Постулаты нового искусства – в том виде, в каком они высказаны на страницах журнала, – на самом деле и не складываются в одну общую теорию. Вектор движения уточняется по ходу, но, даже уточняясь, программа остается парадоксалистской и равно апеллирующей к понятийным полюсам. Целью искусства провозглашается красота, объектом – личность художника, что вроде бы зовет к самораскрытию, – но этой же личности надлежит раствориться во всепроникающем законе «нового стиля». Пестование индивидуального (своего рода ответ на предыдущую эпоху «партийных списков») сопровождается инвективами в сторону индивидуализма; высокая – символистская – лексика в речах о творчестве уживается с прагматикой конкретных культурных начинаний, призванных пронизать творческим духом все сферы жизни.

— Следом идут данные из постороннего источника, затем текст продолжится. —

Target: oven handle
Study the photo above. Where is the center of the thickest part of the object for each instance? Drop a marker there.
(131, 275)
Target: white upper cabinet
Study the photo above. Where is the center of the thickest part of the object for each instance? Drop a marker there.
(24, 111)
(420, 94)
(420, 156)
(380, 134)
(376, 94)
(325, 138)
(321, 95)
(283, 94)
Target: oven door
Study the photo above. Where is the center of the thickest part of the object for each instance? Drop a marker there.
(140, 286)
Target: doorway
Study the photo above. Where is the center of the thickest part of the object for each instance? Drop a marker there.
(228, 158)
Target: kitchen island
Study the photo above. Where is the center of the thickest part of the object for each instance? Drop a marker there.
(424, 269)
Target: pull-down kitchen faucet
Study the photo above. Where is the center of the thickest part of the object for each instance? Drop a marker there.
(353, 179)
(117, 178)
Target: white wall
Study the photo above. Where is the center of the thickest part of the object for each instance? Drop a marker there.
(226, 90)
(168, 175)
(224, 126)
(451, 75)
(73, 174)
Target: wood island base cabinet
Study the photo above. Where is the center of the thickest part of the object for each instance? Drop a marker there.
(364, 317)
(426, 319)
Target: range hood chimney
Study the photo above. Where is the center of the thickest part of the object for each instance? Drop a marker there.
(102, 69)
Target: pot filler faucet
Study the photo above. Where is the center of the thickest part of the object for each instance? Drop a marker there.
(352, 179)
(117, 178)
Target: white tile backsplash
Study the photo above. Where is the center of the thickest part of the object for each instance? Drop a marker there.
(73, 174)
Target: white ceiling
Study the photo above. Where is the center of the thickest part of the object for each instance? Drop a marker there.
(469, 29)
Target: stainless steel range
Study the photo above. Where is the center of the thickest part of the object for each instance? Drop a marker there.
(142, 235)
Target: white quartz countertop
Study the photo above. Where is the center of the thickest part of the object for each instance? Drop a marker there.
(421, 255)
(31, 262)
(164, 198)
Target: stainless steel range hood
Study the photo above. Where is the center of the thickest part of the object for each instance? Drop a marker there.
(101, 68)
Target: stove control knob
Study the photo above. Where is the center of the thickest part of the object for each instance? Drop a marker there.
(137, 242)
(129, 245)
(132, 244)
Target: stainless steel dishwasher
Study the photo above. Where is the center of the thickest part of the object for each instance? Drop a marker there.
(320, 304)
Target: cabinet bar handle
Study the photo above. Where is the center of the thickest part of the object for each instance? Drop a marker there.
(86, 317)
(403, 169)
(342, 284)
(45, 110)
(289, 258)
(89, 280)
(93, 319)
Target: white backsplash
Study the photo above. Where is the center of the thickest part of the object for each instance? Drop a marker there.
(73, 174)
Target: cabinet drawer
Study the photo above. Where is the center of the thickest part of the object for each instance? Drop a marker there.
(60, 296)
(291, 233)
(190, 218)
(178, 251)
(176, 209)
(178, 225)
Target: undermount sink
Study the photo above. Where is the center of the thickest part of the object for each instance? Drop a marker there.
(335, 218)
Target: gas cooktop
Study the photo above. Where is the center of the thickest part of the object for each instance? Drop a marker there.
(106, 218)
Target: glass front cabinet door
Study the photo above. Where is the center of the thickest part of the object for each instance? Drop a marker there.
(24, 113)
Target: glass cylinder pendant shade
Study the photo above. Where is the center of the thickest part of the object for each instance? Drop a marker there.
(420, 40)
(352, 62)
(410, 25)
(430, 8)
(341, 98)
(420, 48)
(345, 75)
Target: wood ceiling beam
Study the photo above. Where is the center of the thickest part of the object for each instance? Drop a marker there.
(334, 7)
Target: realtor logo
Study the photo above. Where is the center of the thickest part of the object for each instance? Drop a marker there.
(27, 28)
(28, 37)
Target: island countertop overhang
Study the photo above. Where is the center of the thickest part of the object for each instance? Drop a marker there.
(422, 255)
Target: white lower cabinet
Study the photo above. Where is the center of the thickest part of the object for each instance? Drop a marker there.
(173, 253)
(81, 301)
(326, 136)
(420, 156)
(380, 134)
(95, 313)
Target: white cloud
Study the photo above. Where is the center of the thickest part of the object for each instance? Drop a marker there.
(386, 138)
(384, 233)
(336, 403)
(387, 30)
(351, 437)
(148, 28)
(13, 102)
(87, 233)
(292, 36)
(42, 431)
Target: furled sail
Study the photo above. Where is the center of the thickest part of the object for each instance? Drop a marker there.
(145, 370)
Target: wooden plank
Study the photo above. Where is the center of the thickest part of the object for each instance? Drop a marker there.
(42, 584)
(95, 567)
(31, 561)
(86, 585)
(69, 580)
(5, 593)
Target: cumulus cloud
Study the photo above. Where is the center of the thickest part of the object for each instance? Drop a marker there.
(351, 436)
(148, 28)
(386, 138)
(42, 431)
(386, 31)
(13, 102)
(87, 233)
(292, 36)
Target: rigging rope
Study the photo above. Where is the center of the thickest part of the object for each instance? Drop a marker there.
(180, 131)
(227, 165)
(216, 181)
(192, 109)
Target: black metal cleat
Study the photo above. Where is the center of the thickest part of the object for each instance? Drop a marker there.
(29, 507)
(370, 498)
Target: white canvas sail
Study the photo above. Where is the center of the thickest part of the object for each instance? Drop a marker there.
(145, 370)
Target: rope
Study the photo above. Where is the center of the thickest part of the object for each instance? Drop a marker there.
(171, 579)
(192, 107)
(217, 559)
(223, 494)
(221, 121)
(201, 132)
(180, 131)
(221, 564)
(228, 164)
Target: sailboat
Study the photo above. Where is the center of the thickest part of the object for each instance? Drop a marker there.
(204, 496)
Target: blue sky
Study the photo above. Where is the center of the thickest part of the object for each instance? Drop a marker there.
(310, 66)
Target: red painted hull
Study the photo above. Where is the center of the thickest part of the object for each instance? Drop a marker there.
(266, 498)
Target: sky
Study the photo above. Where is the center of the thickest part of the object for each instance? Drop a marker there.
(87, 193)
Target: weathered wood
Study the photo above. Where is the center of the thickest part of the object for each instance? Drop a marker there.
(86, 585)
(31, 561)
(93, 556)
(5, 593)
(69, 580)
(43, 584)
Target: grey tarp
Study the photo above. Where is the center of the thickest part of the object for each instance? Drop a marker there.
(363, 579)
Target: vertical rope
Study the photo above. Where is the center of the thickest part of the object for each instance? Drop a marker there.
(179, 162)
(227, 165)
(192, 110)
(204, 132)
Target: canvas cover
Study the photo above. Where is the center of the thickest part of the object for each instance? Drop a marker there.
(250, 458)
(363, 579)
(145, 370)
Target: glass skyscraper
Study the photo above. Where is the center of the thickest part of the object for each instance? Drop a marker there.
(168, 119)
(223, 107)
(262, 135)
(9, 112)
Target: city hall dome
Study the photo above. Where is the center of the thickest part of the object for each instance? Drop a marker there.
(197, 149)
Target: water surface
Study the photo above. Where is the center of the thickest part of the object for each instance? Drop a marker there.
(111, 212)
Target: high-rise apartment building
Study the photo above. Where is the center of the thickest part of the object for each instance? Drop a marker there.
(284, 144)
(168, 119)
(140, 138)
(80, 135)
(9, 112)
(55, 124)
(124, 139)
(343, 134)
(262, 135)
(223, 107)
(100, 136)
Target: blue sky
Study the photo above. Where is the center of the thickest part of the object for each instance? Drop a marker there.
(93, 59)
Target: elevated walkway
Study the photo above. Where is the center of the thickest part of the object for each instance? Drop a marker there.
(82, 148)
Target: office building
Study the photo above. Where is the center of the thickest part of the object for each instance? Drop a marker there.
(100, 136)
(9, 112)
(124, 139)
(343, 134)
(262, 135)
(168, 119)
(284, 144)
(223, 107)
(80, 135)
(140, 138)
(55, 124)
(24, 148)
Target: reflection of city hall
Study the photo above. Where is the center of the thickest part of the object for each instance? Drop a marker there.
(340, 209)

Конечно, двойственность присуща стилю модерн в целом. Он ориентирован на потребности «вкуса эпохи», на прикладное и всеобщее, но вместе с тем – принадлежа романтико-символистской художественной системе – питается тоской по «иному»; тяготением к индивидуально-неповторимому, единственному. Утилитарные установки предполагают массовую аудиторию, романтические же интенции, порождая метафорику и ассоциативную усложненность мышления, взывают к элитарному восприятию (в частности, это сближает стиль модерн с литературным символизмом). И у «мирискусников» интравертные движения (потребность спрятаться в ушедших эпохах, как в детской) спорили с культуртрегерскими (просветительский порыв распространить найденные понятия о красоте, превратить их в общепринятую норму). Центробежные тенденции влекли к виньетке и миниатюре, к ретроспекции и камерному письму; центростремительные – выводили на простор театральных реформ и музейных преобразований. Пусть то и другое осуществлялось разными людьми, – в ту пору их связь была сильнее разногласий.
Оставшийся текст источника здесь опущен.